Воронцов находился в оппозиции к Екатерине, считая незаконным ее восшествие на престол, и критиковал все мероприятия ее правительства. Императрица знала это, но вынуждена была его терпеть; он был слишком заметным человеком, в родстве со знатнейшими русскими фамилиями, к тому же коммерц–коллегия под его управлением успешно справлялась с возложенными на нее делами.
Впервые служба давала Александру Николаевичу удовлетворение. Он видел пользу, которую приносят России его старания; он способствовал расширению торговли. Через два года его произвели в очередной чин, затем он получил орден. Потом новое повышение — назначение начальником Петербургской таможни.

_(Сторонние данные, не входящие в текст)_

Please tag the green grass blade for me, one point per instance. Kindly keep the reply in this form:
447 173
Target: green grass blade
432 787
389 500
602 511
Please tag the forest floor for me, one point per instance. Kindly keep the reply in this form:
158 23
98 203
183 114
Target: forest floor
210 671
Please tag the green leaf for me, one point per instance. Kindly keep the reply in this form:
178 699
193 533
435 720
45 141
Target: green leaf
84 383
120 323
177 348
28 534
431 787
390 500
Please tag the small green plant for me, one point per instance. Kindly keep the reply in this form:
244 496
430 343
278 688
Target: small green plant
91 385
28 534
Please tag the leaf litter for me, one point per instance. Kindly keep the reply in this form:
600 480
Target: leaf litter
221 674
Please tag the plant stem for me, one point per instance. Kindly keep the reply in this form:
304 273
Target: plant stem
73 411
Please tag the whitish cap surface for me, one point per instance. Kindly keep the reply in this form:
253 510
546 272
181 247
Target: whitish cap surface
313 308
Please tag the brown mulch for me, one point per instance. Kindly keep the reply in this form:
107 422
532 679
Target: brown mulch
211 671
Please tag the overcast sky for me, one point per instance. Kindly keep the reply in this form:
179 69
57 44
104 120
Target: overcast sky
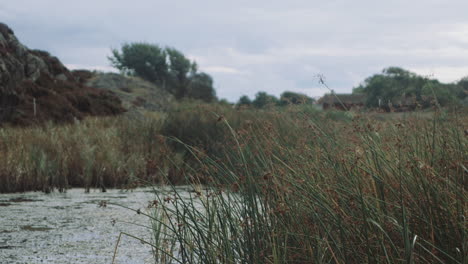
258 45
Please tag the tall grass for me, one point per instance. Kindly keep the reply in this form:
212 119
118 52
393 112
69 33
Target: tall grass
287 185
295 187
96 153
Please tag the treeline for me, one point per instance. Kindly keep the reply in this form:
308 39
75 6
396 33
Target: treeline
396 86
167 67
263 99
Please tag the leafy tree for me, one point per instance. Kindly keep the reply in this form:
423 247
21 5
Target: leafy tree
395 85
201 87
287 98
179 68
262 100
145 60
164 66
244 100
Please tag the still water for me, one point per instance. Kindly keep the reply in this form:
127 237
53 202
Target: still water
75 227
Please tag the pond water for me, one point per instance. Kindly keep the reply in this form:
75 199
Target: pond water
75 227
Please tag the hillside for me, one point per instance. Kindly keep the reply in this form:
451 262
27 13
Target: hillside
36 87
136 94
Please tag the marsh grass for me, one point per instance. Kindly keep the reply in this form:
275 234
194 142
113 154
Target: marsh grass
95 153
297 187
287 185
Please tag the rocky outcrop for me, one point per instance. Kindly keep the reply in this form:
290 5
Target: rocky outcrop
137 95
36 87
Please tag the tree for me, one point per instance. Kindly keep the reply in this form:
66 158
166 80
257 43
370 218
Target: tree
179 68
262 100
164 66
145 60
395 85
244 101
287 98
201 87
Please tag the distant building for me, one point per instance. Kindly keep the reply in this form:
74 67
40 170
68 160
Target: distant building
342 101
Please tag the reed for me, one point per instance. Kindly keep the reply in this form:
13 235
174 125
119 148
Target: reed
296 187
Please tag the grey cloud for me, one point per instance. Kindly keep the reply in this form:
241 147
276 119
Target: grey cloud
250 46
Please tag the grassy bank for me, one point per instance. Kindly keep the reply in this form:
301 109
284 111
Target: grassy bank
95 153
287 185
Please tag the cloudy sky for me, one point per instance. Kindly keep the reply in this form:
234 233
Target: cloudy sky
258 45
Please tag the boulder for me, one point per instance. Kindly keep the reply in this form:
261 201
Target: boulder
36 87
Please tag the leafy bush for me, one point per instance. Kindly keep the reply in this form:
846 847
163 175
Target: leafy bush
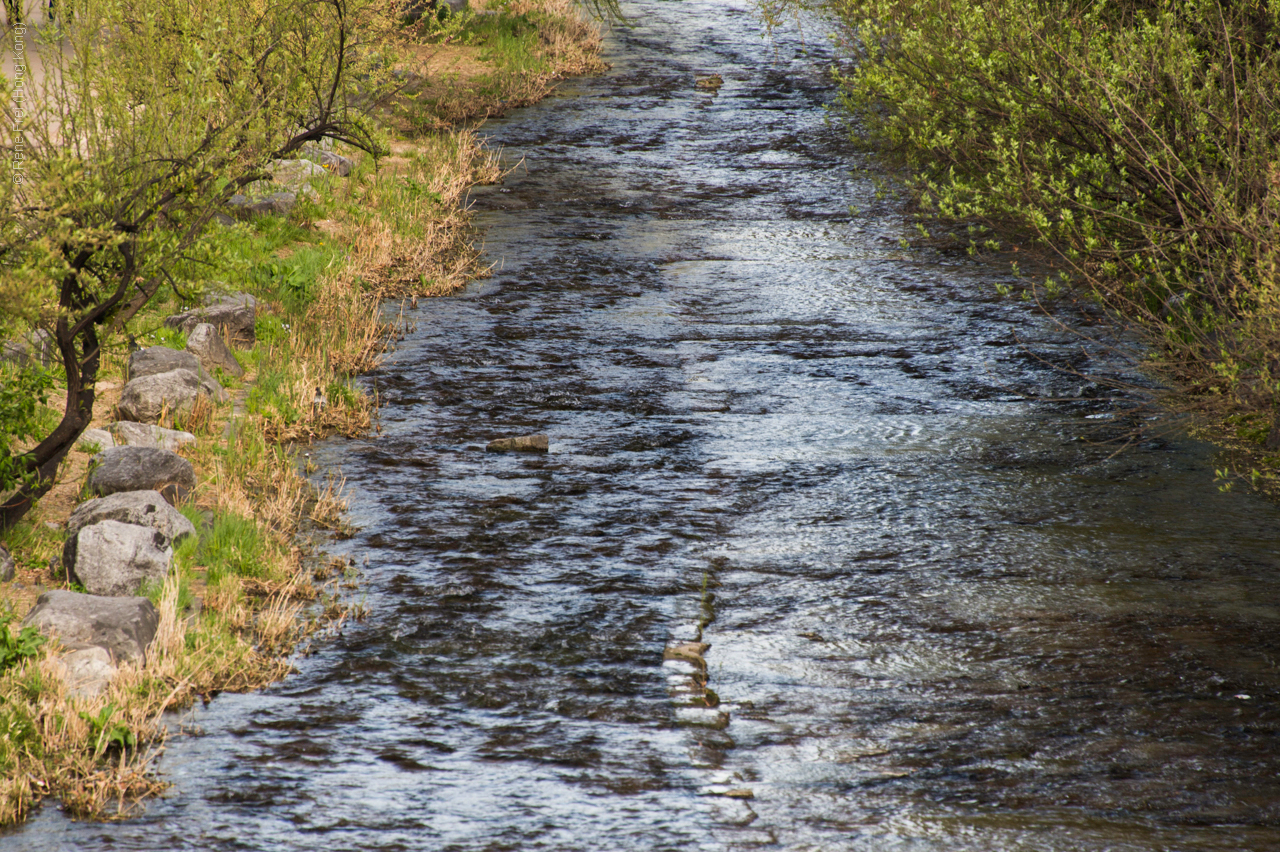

Но полоса удачи и счастья не бывает длительной: в восемьдесят третьем году умерла жена.
Александр Николаевич трудно оправлялся от перенесенного горя. Он замкнулся в себе. Служба, дом, дети и воспоминания — все остальное перестало для него существовать.
Самой дорогой была память о юности, о друзьях студенческих лет. Друзья… Судьба развела всех врозь. Кутузов увлекся масонством, вышел в отставку, уехал за границу, в Берлин, изучает там масонское ученье, бедствует, но не хочет возвращаться домой, пока не постигнет масонской истины. Рубановский служит в Москве.